Streaming companies crave effective, articulate diplomats to deal with these kinds of issues -- “The technology companies have been forced to admit they don’t know how to deal with ­talent,” says Dixie Chicks ­manager Simon Renshaw. But are people like Cohen and Carter right for the job? The hard-charging Cohen, ­formerly head of Def Jam and Warner Music, has been such a cutthroat presence in the music business that his former boss, Edgar Bronfman Jr., said in Fred Goodman's 2010 book Fortune's Fool: “In the best way, Lyor’s an animal.” And his hiring may not exactly soothe those music executives who have worked with him.

“YouTube has never had ­relationships with anybody in the music business,” says a source who worked at a major label. “Then they hire Lyor, and the one thing that’s on Lyor’s mind is how to take out the guy he’s reporting to, because that’s his history. I don’t think he’s there to help the music industry at all.” Counters another insider: “YouTube just changed its entire complexion ... from predictable to anything is possible.” (Cohen and YouTube declined Billboard’s requests for comment.)
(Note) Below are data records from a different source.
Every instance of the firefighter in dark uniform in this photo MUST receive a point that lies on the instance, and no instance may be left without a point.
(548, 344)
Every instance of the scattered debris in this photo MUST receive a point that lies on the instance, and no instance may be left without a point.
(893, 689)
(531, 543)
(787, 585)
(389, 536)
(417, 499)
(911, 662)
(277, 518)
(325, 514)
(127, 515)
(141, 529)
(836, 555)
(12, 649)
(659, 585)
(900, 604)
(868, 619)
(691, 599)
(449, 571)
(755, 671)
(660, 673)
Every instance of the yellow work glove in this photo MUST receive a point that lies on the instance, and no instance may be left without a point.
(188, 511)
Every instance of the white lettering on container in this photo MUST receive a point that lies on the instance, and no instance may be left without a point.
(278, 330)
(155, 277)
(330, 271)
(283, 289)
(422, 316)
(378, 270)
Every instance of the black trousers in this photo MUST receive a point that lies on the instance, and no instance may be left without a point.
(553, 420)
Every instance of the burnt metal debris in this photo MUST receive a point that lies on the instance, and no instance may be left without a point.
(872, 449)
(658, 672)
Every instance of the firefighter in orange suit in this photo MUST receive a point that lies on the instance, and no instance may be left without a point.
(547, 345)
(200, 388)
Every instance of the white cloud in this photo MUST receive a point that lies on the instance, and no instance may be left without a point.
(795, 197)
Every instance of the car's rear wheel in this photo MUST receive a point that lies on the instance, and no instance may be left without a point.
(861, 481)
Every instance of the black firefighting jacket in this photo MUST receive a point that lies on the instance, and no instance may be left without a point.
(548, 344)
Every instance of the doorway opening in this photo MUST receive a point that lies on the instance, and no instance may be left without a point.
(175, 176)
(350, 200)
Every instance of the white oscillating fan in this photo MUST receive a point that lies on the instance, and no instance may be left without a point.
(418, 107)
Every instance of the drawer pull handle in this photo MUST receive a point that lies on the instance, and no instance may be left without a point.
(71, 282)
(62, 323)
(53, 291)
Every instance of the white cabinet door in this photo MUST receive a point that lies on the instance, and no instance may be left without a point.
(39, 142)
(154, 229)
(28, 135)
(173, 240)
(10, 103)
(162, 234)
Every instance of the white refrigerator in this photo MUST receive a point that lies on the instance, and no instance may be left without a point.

“We are looking at a shift in the consolidation of the business,” says one former label exec. “You have Jimmy, Lyor and Troy, who are radio-oriented people. Apple has made moves with Beats 1 to a radio-centric kind of model, and Troy has made promotions-oriented changes on the content team. What that signals is that the streaming business has matured, so I think you’re going to see more radio people coming over to the streaming services. And since eventually there won’t be any CDs or downloads to sell, labels' sales and promotion departments will consolidate -- with the potential for promotion teams to become the power bases at labels.”

Of all the streaming ­companies, YouTube has the rockiest ­relationship with artists and labels. In open letters in 2016, top artists and ­managers from Taylor Swift toPaul McCartney to Irving Azoff have complained that the service pays insufficient royalties and could be much more effective at ­removing unauthorized ­content. In their responses, YouTube ­executives often have come across as ­standoffish, if not ­belligerent -- ­qualities that some hope Cohen changes. “It’s clear to me that YouTube really doesn’t ­understand our business, so now maybe they’ll learn,” says Dina LaPolt, attorney for Fifth Harmony and Deadmau5. “The music and ­technology ­communities need to speak each other’s languages, and to have both sets of people at these companies really helps. So bring it, Lyor!”

But skeptics are quick to remind that it wasn’t so long ago that Iovine and Cohen were two of the world’s most powerful record executives when the music business said “Hell no” to Napster and file-sharing, going down a self-destructive path of ­dwindling CD sales and eventually giving away the download ­business to Apple’s iTunes. Many in the ­industry wonder: Are these really the best people to usher in the future of the music business?

Electronic Frontier Foundation legal director Corynne McSherry provides a brighter outlook. “The way the music industry responded to Napster was profoundly ­mistaken -- they just went to the lawyers instead of talking to the ­business development people. Smart music executives may be slow to learn, but they can see the future. They may have made mistakes, but they’re not stupid.”